Vielleicht lockt das Angebot auch Hauptstädter hierher, die vom Geschmack einer Berliner Weiße die Nase voll haben und mal ein wirklich gutes Rhöner Bier trinken wollen.
Eine Gefahr, die der Rhönkauz sieht, sollte allerdings nicht außer Acht gelassen werden:
Sowohl die Rhön als auch Berlin haben einen Hotspot zu bieten, der für jeden Touristen zum Pflichtprogramm gehört.
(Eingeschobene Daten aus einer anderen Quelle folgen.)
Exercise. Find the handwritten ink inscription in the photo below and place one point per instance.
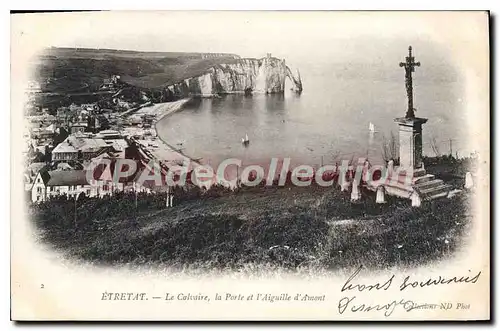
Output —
(353, 304)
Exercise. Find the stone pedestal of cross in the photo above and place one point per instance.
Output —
(410, 127)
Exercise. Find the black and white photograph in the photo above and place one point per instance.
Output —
(210, 165)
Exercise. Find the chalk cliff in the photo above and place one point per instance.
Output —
(266, 75)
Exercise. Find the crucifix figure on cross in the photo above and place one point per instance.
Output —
(409, 66)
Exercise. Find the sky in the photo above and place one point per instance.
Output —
(297, 36)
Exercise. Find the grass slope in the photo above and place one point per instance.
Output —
(74, 69)
(313, 229)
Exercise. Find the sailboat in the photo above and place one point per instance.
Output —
(245, 141)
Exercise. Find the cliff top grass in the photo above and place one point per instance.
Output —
(66, 69)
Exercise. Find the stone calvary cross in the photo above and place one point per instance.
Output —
(409, 66)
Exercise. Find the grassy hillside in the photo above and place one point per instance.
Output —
(314, 229)
(68, 69)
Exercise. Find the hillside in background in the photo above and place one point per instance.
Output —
(61, 70)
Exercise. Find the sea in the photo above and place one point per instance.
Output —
(328, 122)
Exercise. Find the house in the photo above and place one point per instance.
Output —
(70, 183)
(79, 127)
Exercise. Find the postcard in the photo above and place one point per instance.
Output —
(250, 166)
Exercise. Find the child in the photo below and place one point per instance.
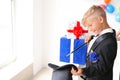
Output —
(102, 49)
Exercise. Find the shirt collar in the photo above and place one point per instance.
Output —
(108, 30)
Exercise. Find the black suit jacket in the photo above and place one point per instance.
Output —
(106, 51)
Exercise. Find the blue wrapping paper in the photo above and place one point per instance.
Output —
(93, 57)
(64, 49)
(79, 56)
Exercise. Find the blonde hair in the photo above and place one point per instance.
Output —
(94, 11)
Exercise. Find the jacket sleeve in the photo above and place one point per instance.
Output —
(106, 54)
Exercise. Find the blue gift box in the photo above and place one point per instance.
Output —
(93, 57)
(64, 49)
(79, 56)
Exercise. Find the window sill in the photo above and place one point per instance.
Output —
(13, 69)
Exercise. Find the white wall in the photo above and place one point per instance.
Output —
(56, 17)
(37, 35)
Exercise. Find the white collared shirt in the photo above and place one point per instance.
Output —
(108, 30)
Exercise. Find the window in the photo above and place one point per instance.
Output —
(6, 33)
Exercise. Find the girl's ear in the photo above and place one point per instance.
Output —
(100, 19)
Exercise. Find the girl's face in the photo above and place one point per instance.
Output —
(94, 25)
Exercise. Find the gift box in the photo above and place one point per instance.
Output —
(79, 56)
(64, 49)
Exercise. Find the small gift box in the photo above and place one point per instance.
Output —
(93, 57)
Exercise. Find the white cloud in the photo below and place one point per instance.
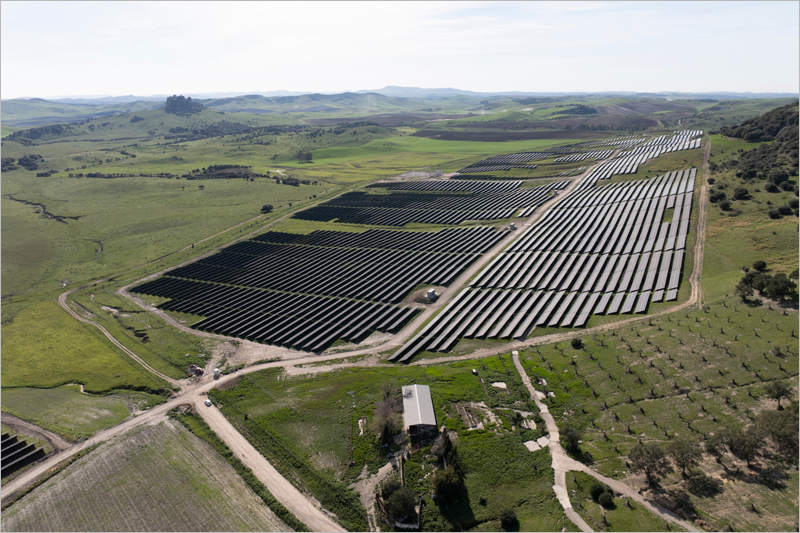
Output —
(164, 47)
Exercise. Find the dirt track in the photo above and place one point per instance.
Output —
(288, 495)
(31, 430)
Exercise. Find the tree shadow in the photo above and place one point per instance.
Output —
(701, 484)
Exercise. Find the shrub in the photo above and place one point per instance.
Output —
(401, 503)
(509, 521)
(606, 500)
(740, 193)
(596, 490)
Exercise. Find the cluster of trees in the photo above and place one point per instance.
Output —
(745, 444)
(8, 164)
(179, 105)
(764, 127)
(775, 162)
(303, 157)
(579, 109)
(28, 162)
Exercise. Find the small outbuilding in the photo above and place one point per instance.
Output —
(418, 410)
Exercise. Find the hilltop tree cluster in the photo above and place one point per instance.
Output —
(182, 106)
(764, 127)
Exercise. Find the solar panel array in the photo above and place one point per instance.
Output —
(306, 291)
(627, 162)
(446, 207)
(447, 185)
(600, 251)
(574, 158)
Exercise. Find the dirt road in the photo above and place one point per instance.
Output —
(303, 508)
(305, 511)
(31, 430)
(562, 464)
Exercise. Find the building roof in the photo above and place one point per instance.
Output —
(417, 406)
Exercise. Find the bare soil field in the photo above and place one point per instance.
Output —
(385, 119)
(640, 108)
(180, 484)
(501, 136)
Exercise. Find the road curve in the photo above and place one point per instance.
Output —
(291, 498)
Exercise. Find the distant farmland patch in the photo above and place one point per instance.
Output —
(501, 136)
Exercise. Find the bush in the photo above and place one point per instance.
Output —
(596, 490)
(606, 500)
(509, 521)
(401, 503)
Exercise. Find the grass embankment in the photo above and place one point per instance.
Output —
(154, 478)
(309, 427)
(200, 429)
(71, 414)
(623, 514)
(45, 347)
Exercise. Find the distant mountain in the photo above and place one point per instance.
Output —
(417, 92)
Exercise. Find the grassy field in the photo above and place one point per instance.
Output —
(309, 426)
(45, 347)
(71, 414)
(155, 478)
(623, 514)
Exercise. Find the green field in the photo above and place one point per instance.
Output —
(306, 426)
(72, 414)
(623, 514)
(44, 347)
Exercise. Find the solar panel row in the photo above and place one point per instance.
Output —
(600, 251)
(306, 291)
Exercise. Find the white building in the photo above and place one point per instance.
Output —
(418, 410)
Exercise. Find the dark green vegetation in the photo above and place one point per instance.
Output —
(310, 427)
(200, 429)
(603, 511)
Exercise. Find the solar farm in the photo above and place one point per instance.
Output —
(601, 250)
(433, 202)
(307, 291)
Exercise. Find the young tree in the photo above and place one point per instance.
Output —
(778, 390)
(401, 503)
(509, 521)
(446, 483)
(651, 460)
(685, 452)
(571, 438)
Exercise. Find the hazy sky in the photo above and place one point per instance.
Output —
(143, 48)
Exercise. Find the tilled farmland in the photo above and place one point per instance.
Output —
(606, 250)
(157, 478)
(307, 291)
(451, 203)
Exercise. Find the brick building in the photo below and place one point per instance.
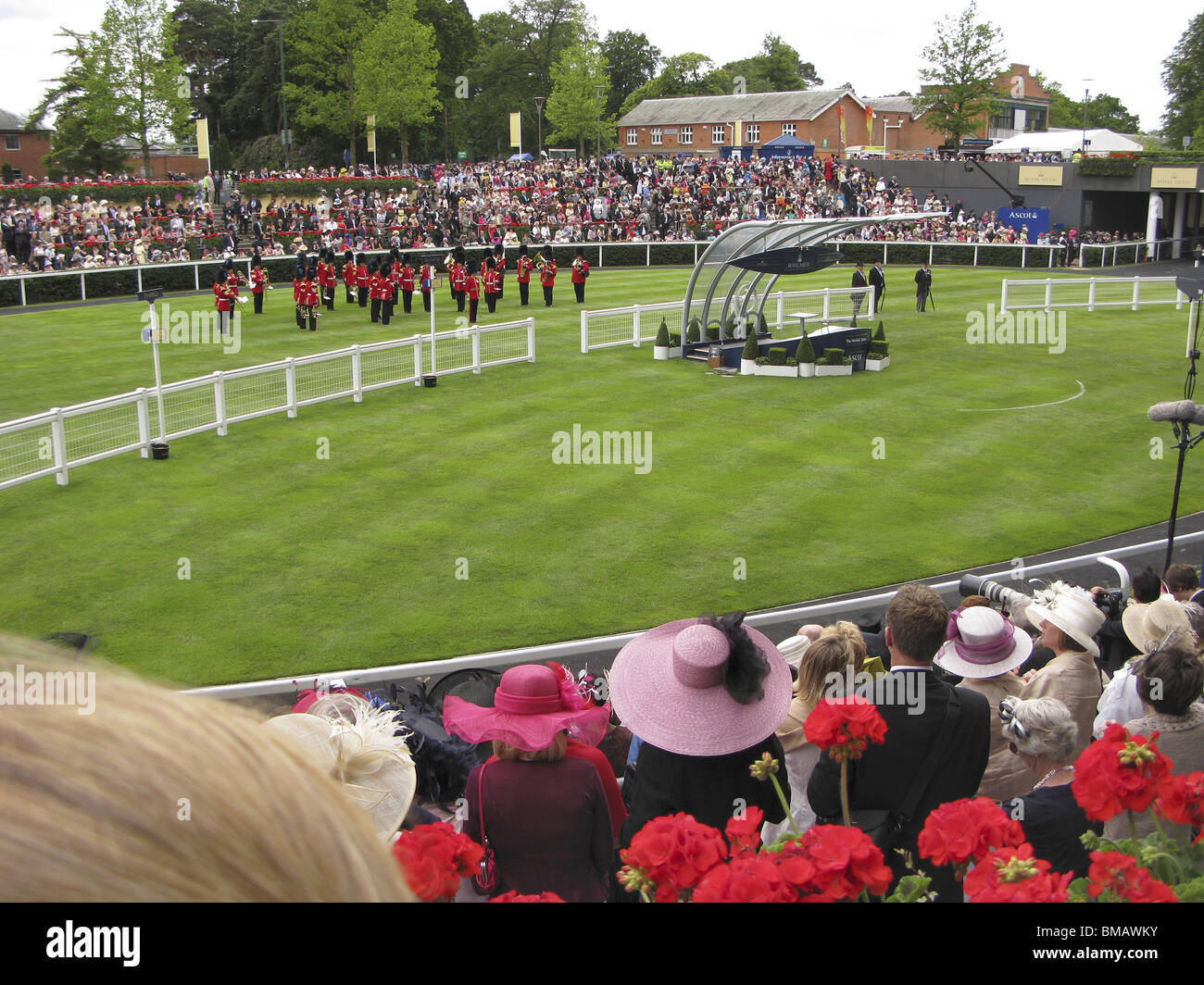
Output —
(20, 147)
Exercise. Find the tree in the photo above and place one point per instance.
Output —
(961, 69)
(1184, 80)
(573, 106)
(88, 118)
(633, 61)
(148, 81)
(775, 69)
(398, 100)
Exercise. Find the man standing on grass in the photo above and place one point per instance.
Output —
(922, 287)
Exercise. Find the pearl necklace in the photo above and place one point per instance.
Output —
(1055, 769)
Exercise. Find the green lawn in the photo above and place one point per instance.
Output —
(299, 565)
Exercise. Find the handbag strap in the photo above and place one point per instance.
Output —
(952, 712)
(481, 805)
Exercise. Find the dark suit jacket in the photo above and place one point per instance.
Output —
(880, 779)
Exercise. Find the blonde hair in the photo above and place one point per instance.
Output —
(553, 752)
(826, 656)
(160, 796)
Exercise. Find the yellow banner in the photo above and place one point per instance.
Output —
(203, 139)
(1173, 177)
(1032, 173)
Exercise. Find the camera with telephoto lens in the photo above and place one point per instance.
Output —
(973, 584)
(1110, 603)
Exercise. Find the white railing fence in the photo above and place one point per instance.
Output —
(1090, 293)
(636, 324)
(63, 439)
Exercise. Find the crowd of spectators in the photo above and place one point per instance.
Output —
(509, 203)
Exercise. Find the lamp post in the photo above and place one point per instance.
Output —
(597, 96)
(284, 105)
(538, 117)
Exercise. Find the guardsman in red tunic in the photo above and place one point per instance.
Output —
(581, 271)
(309, 297)
(472, 285)
(489, 284)
(257, 282)
(425, 279)
(524, 275)
(500, 267)
(350, 273)
(406, 282)
(546, 275)
(374, 291)
(223, 301)
(362, 281)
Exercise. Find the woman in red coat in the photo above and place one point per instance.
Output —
(542, 811)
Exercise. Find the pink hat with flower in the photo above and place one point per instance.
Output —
(533, 704)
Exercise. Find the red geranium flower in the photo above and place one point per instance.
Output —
(846, 860)
(1012, 876)
(433, 859)
(966, 829)
(844, 726)
(513, 896)
(1181, 800)
(672, 854)
(1115, 876)
(1119, 772)
(746, 832)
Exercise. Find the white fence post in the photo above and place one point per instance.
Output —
(59, 445)
(290, 385)
(219, 403)
(144, 413)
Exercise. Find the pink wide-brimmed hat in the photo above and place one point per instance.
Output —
(533, 704)
(667, 687)
(980, 643)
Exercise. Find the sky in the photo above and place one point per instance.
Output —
(874, 44)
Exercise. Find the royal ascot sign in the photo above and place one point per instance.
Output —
(1044, 173)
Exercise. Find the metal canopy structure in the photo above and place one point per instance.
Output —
(743, 293)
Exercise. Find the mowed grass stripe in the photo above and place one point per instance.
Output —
(300, 565)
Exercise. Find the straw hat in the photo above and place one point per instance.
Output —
(673, 687)
(1072, 611)
(982, 643)
(356, 743)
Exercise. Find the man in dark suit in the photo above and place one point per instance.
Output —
(878, 282)
(922, 287)
(859, 281)
(914, 702)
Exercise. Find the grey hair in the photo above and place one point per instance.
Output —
(1047, 728)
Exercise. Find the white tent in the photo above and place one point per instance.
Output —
(1066, 143)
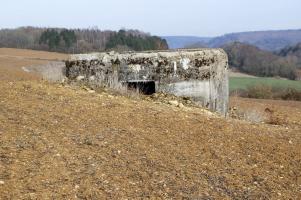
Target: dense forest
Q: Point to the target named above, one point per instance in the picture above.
(79, 40)
(252, 60)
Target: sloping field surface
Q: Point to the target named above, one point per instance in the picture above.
(12, 61)
(60, 143)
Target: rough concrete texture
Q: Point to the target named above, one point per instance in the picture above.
(201, 73)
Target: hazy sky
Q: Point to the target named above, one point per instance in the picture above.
(160, 17)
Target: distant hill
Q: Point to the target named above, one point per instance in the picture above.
(79, 40)
(252, 60)
(176, 42)
(265, 40)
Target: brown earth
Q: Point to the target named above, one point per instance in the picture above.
(63, 142)
(12, 61)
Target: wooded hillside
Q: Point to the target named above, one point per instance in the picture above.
(79, 40)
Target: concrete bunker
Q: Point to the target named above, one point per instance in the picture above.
(201, 74)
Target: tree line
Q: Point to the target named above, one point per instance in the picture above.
(79, 40)
(252, 60)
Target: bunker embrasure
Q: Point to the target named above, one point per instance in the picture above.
(201, 74)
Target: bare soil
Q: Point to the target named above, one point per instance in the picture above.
(63, 142)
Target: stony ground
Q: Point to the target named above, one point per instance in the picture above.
(62, 142)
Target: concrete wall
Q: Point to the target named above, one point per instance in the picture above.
(201, 74)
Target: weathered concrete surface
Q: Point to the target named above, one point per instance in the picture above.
(200, 73)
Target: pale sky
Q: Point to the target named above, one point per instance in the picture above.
(159, 17)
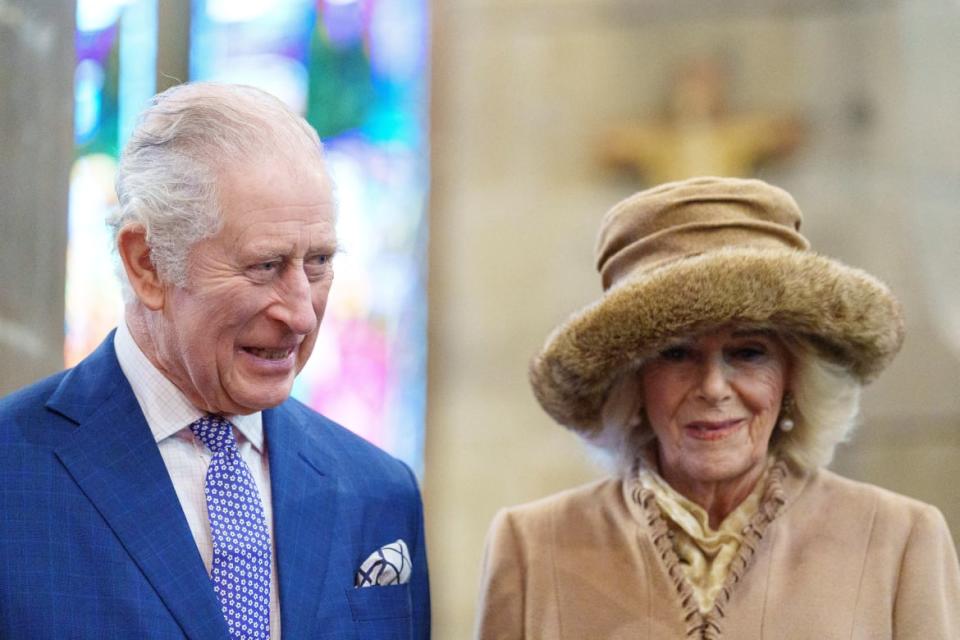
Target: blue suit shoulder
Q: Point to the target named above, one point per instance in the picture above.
(350, 451)
(25, 410)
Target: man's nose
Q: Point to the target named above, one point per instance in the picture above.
(295, 305)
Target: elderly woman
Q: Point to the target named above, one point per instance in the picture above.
(721, 368)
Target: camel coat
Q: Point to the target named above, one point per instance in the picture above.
(824, 558)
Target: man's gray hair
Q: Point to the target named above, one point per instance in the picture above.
(167, 181)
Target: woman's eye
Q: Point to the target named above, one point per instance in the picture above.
(749, 353)
(675, 354)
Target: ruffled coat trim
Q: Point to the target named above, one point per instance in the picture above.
(709, 626)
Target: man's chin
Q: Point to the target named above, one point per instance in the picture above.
(259, 399)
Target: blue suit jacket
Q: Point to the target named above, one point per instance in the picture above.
(94, 543)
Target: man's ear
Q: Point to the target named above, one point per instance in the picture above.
(141, 272)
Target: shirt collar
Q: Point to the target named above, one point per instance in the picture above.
(164, 406)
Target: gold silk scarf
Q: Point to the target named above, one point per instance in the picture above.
(705, 554)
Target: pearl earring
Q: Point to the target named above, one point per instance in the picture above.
(786, 422)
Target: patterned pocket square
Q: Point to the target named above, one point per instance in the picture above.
(390, 564)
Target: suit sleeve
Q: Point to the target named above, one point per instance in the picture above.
(500, 612)
(927, 603)
(419, 579)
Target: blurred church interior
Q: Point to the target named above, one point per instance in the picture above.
(476, 144)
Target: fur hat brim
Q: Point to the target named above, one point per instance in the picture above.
(849, 316)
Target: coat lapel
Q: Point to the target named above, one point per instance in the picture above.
(112, 456)
(304, 496)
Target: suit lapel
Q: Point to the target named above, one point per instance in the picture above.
(112, 456)
(304, 496)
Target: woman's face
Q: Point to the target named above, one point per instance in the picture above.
(713, 401)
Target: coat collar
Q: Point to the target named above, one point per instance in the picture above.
(112, 456)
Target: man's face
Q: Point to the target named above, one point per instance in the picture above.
(235, 336)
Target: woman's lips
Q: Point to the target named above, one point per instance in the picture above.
(713, 429)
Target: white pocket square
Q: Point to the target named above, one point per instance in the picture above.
(390, 564)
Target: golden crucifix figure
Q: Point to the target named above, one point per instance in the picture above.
(699, 137)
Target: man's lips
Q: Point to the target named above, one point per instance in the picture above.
(713, 429)
(269, 353)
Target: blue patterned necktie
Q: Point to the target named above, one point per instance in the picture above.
(241, 540)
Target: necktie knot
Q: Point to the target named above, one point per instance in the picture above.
(215, 432)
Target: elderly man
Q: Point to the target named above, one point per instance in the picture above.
(167, 487)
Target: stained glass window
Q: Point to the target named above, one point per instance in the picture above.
(116, 44)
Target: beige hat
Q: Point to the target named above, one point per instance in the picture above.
(702, 253)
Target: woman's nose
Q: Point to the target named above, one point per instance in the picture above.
(715, 380)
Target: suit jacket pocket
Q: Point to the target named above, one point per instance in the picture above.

Sein Name „Kreuzberg“.
Die Gefahr ist also nicht von der Hand zu weisen, dass in Mellrichstadt Menschen in Wanderschuhen und mit Wanderstöcken ausgerüstet erwartungsvoll in einen Bus einsteigen, um dann beim „Transgenialen Christopher Street Day“ in Kreuzberg von den Berliner Feiernden verdutzt angeschaut zu werden.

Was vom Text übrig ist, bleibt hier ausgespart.